A la suite de la récente mission parlementaire sur les oies cendrées, certains chasseurs de gibier d’eau cherchent à exploiter la situation aux Pays-Bas pour obtenir une prolongation de la chasse des oies au mois de février. Leur discours est le suivant : puisque l’on détruit des oies aux Pays-Bas, il faudrait en tuer encore davantage en France ! FNE, la LPO, la Ligue ROC et Picardie Nature ne souhaitent pas entrer dans une polémique stérile mais au contraire recentrer le débat sur les véritables enjeux de conservation des oies sauvages.
La plupart des populations d’oies sauvages ont connu ces dernières décennies un accroissement de leurs effectifs en Europe, à la suite des mesures de protection prises en leur faveur. Dans les pays du nord, la présence des oies entraîne parfois des dommages aux récoltes. Confrontés à ce problème depuis plusieurs années, les Pays-Bas ont mis en place, grâce à l’implication de tous les acteurs, un système combinant la création de vastes réserves et de zones de tranquillité pour les oies, des méthodes d’effarouchement pour les éloigner des cultures, l’indemnisation des agriculteurs et en dernier recours, des mesures de destruction. Tout en reconnaissant les difficultés posées à l’agriculture, les néerlandais considèrent le retour de l’oie cendrée comme un succès et se réjouissent de sa présence.
La récente mission parlementaire conduite par le député Jérôme Bignon, à laquelle FNE, la LPO et Picardie Nature ont participé, a permis d’apporter des réponses aux interrogations sur la situation des oies aux Pays-Bas.
Prolonger la chasse ne réduirait pas les dégâts
Tout d’abord, la situation des oies aux Pays-Bas et en France n’est pas comparable.
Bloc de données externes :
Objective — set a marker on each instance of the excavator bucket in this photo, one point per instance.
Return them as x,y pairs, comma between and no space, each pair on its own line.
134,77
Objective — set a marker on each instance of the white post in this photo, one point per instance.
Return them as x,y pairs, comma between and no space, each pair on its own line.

Sur le plan biologique, moins de 5% des oies cendrées nichant aux Pays-Bas sont des migratrices qui transitent par la France. Allonger la période de chasse en France n’aura donc aucune influence sur les dommages agricoles aux Pays-Bas, comme l’a expliqué Berend Voslamber, le scientifique néerlandais coordinateur du programme de marquage des oies cendrées. En revanche, cela mettrait en péril la petite population d’oies qui va nicher en Norvège après avoir traversé notre pays, population qui donne déjà des signes de déclin. Par ailleurs, sur le plan juridique, la France est tenue de fermer la chasse des espèces migratrices durant leur période de migration prénuptiale, afin de respecter la directive européenne « Oiseaux ». Or la migration de retour des oies est de plus en plus précoce, pour partie à cause du réchauffement climatique, si bien qu’il faudrait aujourd’hui avancer la fermeture de leur chasse à la mi-janvier plutôt que de la repousser en février !
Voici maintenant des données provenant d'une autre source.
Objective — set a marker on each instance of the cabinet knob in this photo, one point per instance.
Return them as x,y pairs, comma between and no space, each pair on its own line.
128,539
Favoriser l’hivernage des oies en France
La mission parlementaire a aussi apporté un éclairage sur la question : pourquoi ces différences ? Les Pays-Bas accueillent plus de deux millions d’oies en hiver, alors qu’en France, l’hivernage des oies est presque inexistant. En réalité, les importants effectifs d’oies observés en Belgique et aux Pays-Bas, où elles sont protégées, sont renforcés par une pression de chasse excessive en France qui empêche les oiseaux d’étendre leur aire d’hivernage vers le sud. Si la France veut véritablement aider les Pays-Bas, il faudrait lever cet obstacle en favorisant dans notre pays le stationnement et l’hivernage des oies cendrées. Cela passe par la création de zones d’accueil suffisamment vastes et préservées des dérangements. En outre, la présence des oies tout au long de l’hiver permettrait de belles observations à tous les passionnés d’oiseaux et susciterait le développement d’un tourisme ornithologique, comme il existe déjà aux Pays-Bas.